Was Lebrun und Argento in einer seiner wenigen Schauspielrollen, der uns als Regisseur in seinen Giallo-Filmen so oft mit dem Tod konfrontierte, dem sein Er jetzt selbst direkt ins Auge blicken muss, in ihrem Zusammenspiel hier abliefern ist beeindruckend und dermaßen wirklichkeitsnah, dass es einen emotional ungemein mitnimmt. Hautnah nimmt man Seine wachsende Verzweiflung wahr, wenn Ihre fortschreitende Demenz Sie urplötzlich zum Aufräumen antreibt, dem auch das Manuskript Seines jüngeren Lebensinhalts zum Opfer fällt, oder Sie einfach gedankenlos die Gashähne aufdreht. Gleichzeitig entwickelt man enormes Mitleid mit Ihr, deren Bewusstseinsverlust Françoise Lebrun mit ihrem minimalistischen, fast ausdruckslosen Spiel erst ein plastisches Gesicht verleiht.
Das alles packt Noé in für ihn ungeahnt ruhige Einstellungen, in die er durch den Splitscreen noch dazu eine überaus spannende neue Ebene einzieht, die dem Betrachter jederzeit einen individuellen Perspektivwechsel ermöglicht. Dass die Figur des Sohnes Stéphane in die ohnehin ausreichend aufwühlende Demenz-Thematik auch noch ein gewaltiges Drogenproblem einbringt, war da eigentlich gar nicht nötig und lenkt vielleicht sogar ein bisschen vom Kernanliegen ab, das mit den Kinoreferenzen seiner auf ihr Leben zurückblickenden Hauptfigur reichlich autobiografischen Anstrich trägt.
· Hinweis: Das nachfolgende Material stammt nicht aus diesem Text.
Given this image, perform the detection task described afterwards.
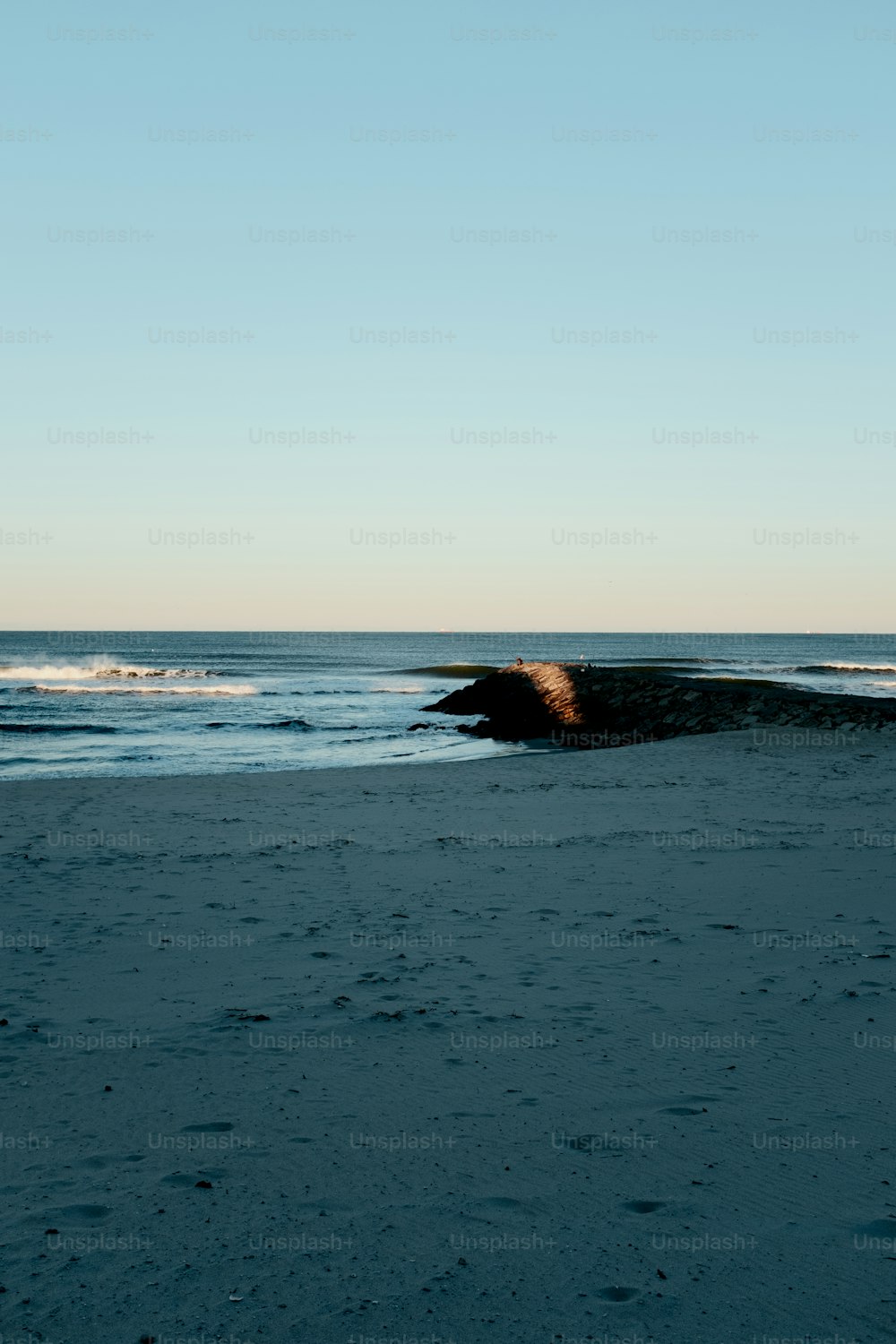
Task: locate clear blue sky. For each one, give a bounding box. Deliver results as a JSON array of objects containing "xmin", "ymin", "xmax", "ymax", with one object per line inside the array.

Mit „Vortex“ gelingt Noé ein skandalfreier, hoch emotionaler Blick auf eine fürchterliche Krankheit, dem man fast genauso hilflos folgt wie sein Protagonist, dem sein früheres Leben durch die Finger rinnt. Und der, wie er es selbst ausdrückt, „denjenigen gewidmet ist, deren Hirn vor ihrem Herzen zerfällt“.